Stable vs unstable sorting

Here I go by Occam knife: if all solutions give the same result I choose the simplest. Which may be the most efficient.

In general if you have 2 "Jose" and nothing else that differentiates them, so which of them enters first after classified and therefore whatever algorithm to use. But if the sorted list being assembled needs to consider the order of entry into the list then the stable algorithm is mandatory. Basically the question you should ask is whether the position in the original listing is part of the tiebreaker or not, if it is an important information need to use the stable algorithm.

Any unstable sorting algorithm can be turned into stable if you modify the sorting key by manually adding the position, as long as it is available.

As always, it's a question of what guarantees you need and what commitments you accept. Some algorithms give up some efficiency to offer stability. But this is not guaranteed, depending on the comparison the stable can have more efficiency than the unstable.

Is not that you need to be careful with a given data structure, but rather careful with the desired need.

For example, a scattering table has no clear position, so it makes no sense to require stability if this is the source.

Remembering that there can only be instability in case of a tie.
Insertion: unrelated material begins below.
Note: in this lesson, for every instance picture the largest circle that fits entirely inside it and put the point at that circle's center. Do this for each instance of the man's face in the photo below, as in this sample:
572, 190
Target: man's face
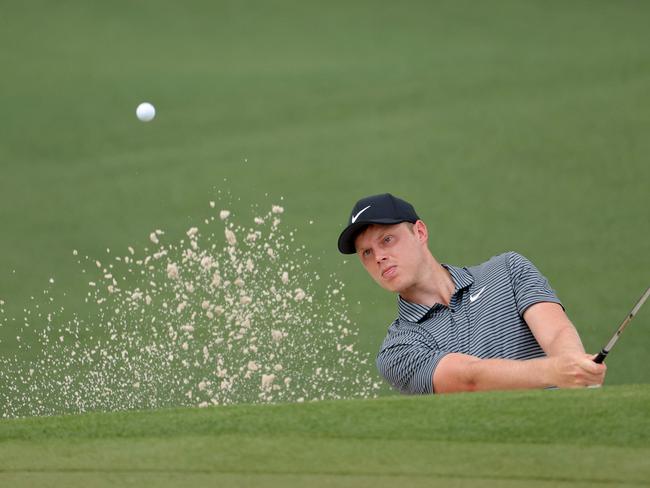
393, 254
If the structure guarantees to have single key a stability is guaranteed for any algorithm. So the example cited whether the algorithm is stable or not, after all there is no tie in 2 elements of it. Read again the question linked because you have not yet understood what stability is quoted.

I particularly prefer the stable whenever it makes no difference or that it doesn't matter, but it is common to make some difference.

It may be that in the future you need the original order, even if you do not need it now, there would have to redo the rating in the original, if it is available.

Furthermore stable algorithms tend to have more predictability of resource consumption.